2. Er is geen museumbeleid in Oosterhout
Er is in Oosterhout op dit moment ook geen sprake van museumbeleid. En ook hier regeert dus de waan van de dag. Een keertje hard roepen in de gemeenteraad, zelfs als het slechts door één partij gebeurd, is voldoende om een totaal ander beleid te krijgen.
a. Brabants Museum Oud Oosterhout:
- In 2006 geeft het College aan dat de extra subsidie van het Brabants Museum Oud Oosterhout moet worden afgeschaft;
- In een notitie uit 2008 wordt gesteld dat het rapport van Drijver en Partners waarop gebaseerd is dat de subsidie aan BMOO vermindert moet worden achterhaald is en dat er eerst een duidelijk beeld moet zijn van de financiële situatie van BMOO. De subsidie aan BMOO blijft dus gehandhaafd
- Nu wordt ineens besloten om de subsidie aan BMOO toch maar weer te verminderen.
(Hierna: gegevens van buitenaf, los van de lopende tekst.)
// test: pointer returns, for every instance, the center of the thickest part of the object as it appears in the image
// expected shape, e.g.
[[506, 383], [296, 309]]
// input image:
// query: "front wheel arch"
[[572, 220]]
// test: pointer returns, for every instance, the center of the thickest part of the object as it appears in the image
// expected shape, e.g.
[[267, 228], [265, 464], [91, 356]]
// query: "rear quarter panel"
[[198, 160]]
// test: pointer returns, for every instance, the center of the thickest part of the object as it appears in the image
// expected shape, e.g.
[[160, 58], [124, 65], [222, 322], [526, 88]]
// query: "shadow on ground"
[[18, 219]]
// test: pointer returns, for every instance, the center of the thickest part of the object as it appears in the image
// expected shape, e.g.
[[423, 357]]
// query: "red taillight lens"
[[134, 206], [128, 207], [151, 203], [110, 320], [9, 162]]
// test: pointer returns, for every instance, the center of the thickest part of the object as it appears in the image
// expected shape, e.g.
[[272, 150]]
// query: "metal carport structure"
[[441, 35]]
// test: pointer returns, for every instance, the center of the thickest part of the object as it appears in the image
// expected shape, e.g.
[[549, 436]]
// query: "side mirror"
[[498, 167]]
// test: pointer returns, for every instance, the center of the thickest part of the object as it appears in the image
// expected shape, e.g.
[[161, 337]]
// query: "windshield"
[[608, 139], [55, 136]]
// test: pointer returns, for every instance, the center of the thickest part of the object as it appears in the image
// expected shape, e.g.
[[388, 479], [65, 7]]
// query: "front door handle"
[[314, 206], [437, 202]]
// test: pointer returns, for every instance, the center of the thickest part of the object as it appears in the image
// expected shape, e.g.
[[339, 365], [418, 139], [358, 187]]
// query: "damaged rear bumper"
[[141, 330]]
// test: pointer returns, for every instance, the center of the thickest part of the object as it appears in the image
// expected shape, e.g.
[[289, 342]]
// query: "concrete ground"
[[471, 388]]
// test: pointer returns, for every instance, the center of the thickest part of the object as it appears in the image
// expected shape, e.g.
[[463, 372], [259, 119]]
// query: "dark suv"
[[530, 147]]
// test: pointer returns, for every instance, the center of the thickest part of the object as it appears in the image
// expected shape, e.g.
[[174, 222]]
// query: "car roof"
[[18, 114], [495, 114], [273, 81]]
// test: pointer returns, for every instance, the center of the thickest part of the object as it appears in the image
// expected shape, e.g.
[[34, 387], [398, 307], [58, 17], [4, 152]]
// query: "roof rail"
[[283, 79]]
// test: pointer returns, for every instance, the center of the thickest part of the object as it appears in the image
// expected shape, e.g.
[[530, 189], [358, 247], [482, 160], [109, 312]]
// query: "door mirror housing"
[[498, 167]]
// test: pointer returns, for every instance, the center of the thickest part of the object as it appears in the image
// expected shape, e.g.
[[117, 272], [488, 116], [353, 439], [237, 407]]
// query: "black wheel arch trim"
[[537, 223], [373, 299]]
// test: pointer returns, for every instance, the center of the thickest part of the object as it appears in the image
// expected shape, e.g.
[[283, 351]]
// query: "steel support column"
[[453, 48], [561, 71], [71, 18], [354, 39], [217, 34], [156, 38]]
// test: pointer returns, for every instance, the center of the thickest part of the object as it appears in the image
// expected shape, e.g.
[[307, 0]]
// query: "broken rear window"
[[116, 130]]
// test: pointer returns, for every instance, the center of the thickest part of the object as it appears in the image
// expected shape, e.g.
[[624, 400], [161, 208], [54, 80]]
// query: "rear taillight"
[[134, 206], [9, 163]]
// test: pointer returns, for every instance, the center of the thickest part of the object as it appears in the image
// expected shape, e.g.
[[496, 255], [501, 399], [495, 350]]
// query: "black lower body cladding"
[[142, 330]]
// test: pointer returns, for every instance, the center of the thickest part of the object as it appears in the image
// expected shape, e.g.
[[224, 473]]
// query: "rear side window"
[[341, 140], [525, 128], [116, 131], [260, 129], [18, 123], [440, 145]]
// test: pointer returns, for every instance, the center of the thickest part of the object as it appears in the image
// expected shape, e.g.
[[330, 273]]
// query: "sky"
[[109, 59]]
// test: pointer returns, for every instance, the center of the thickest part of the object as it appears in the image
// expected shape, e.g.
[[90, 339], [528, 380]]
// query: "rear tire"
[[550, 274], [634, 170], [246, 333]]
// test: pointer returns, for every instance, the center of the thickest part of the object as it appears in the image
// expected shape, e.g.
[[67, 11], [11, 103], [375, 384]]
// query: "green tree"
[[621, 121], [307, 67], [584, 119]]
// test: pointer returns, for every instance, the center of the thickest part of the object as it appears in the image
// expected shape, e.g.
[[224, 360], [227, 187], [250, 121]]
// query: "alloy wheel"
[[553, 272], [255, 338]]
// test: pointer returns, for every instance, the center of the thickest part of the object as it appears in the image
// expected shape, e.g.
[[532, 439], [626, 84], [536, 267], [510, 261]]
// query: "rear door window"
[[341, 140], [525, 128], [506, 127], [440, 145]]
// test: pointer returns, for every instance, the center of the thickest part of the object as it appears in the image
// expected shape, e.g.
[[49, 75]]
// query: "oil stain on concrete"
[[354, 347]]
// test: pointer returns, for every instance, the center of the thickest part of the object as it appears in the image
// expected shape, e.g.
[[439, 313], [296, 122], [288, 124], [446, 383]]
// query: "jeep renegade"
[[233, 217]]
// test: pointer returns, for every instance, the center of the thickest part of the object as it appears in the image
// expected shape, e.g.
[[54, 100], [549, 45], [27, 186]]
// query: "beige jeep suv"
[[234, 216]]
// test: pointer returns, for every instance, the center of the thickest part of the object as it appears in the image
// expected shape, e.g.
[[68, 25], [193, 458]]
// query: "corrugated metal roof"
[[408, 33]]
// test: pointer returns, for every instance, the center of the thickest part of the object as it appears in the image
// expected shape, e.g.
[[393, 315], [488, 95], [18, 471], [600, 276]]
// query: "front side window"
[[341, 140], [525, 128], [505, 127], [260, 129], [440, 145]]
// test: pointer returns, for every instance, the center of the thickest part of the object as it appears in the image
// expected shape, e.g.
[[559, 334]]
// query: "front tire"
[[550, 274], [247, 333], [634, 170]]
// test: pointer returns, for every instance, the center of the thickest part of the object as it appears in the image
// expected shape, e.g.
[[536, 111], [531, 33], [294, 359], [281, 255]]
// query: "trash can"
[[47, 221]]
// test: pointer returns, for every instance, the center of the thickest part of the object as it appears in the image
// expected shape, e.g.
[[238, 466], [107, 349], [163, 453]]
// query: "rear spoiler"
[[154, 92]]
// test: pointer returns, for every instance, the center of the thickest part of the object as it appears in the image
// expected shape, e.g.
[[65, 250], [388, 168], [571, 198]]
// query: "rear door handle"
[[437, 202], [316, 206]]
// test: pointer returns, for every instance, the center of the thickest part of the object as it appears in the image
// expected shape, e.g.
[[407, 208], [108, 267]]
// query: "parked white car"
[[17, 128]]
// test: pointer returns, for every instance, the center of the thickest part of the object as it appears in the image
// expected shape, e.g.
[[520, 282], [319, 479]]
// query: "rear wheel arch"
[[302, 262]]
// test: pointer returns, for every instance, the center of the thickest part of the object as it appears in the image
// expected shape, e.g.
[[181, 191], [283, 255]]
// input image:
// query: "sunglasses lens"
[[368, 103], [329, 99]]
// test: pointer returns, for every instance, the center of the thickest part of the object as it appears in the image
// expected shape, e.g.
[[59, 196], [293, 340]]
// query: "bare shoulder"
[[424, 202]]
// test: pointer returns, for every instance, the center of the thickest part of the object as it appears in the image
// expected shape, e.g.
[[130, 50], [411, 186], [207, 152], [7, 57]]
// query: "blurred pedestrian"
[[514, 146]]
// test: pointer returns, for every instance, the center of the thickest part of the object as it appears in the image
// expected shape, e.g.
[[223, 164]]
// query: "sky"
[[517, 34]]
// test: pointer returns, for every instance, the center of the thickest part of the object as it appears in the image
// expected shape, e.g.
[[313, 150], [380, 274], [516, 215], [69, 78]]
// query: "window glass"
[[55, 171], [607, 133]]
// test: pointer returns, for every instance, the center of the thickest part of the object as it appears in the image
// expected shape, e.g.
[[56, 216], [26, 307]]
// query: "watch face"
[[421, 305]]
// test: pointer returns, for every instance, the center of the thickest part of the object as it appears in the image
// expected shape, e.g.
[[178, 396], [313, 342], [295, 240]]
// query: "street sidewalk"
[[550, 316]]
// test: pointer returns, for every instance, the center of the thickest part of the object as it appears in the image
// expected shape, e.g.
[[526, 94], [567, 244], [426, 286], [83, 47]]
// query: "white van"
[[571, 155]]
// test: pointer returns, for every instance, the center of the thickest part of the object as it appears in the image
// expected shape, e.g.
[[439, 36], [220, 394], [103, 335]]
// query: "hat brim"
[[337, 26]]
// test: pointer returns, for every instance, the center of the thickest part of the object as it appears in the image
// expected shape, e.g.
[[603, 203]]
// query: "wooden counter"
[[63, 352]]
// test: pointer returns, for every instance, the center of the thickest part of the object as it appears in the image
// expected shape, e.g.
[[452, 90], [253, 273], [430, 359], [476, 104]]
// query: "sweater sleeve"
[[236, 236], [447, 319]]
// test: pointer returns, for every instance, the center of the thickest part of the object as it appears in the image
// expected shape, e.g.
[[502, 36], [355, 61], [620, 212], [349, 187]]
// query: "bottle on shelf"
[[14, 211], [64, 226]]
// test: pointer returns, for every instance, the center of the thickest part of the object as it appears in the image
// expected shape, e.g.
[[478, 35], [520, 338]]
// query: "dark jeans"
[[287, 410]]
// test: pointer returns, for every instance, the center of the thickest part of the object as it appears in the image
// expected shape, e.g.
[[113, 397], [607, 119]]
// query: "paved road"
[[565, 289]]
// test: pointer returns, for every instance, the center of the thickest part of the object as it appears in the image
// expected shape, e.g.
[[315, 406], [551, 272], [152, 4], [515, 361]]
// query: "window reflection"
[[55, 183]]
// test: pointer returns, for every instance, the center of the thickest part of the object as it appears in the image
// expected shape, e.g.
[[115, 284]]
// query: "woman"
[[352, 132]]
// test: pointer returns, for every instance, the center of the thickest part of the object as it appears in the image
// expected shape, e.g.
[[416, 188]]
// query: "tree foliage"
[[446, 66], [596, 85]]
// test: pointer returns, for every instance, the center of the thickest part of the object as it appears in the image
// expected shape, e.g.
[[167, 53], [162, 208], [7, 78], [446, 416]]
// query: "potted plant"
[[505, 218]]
b. Criteria voor gemeentelijke ondersteuning musea
Op 2 A4-tjes komt het College vervolgens met een aantal criteria waaraan musea moeten voldoen, willen ze ondersteuning van de gemeente krijgen. Deze criteria zijn onduidelijk, vaag en soms zelfs ronduit lachwekkend. Zo moet een collectie bv. passen binnen het concept “Oosterhout Familiestad”. Het College geeft vervolgens in het antwoord op een schriftelijke vraag toe dat ze eigenlijk ook niet weten hoe dat dan weer zit. Ook wordt niet aangegeven op welke manier musea ondersteund zullen worden als ze aan de criteria voldoen.
c. Visie op de musea in Oosterhout
Op weer 2 A4-tjes worden vervolgens de musea in “Oosterhout” beoordeeld door het College. Hier gebeuren onbegrijpelijke dingen. Zonder verklaring wordt het slechts enkele jaren bestaande Carnavalsmuseum de hemel in geprezen en het al veel langer bestaande Oud Oosterhout afgebrand. En de zojuist door het College genoemde criteria worden buitengewoon selectief toegepast. Bij Oud Oosterhout wordt bv. wat gezegd over de bezoekersaantallen, bij de andere twee musea niets. Kortom broddelwerk.
Conclusie: Er is nu geen museabeleid. Het College dient dan ook zo spoedig mogelijk te komen, met regels die aangeven wanneer een museum ondersteuning van de gemeente kan krijgen en wat die ondersteuning dan inhoud.
Voorzitter, het Collegevoorstel deugt dus van geen kanten. En dan is er maar een conclusie mogelijk. Het college neemt het voorstel maar terug en komt met wat beters. Dit met de uitdrukkelijke opmerking dat dit niet moet leiden tot problemen bij de in deze nota beschreven musea. Want anders hebben we dadelijk wel een museumbeleid, maar geen musea meer. Er liggen op dit moment drie amendementen op tafel van de PVDA. Feitelijk betreft dit het in stand houden van Oud Oosterhout en het Speelgoedmuseum. Ook GroenLinks/D66 kan zich hier als vanzelfsprekend in vinden. Dat ontslaat het College echter niet van de verplichting om met goed beleid te komen. Of de amendementen nu wel of niet worden aangenomen, het voorstel blijft slecht, de criteria blijven vaag en onduidelijk en in de toekomst kunnen we weer gedonder verwachten. De manier waarop deze amendementen nu worden ingediend kunnen wij dan ook niets anders zien dan een poging van PVDA en Gemeentebelangen om wethouder Bode, die op het punt staat ten onder te gaan in dit dossier een reddingsboei toe te werpen. Een reddingsboei, die nog wel eens lek zou kunnen blijken te zijn. Als je namelijk goed kijkt naar de inhoud van de amendementen wordt eigenlijk het complete voorstel van het College afgebroken. Eigenlijk zijn de drie amendementen dus drie moties van wantrouwen ingediend namens 14 van de 18 raadsleden die dit College steunen.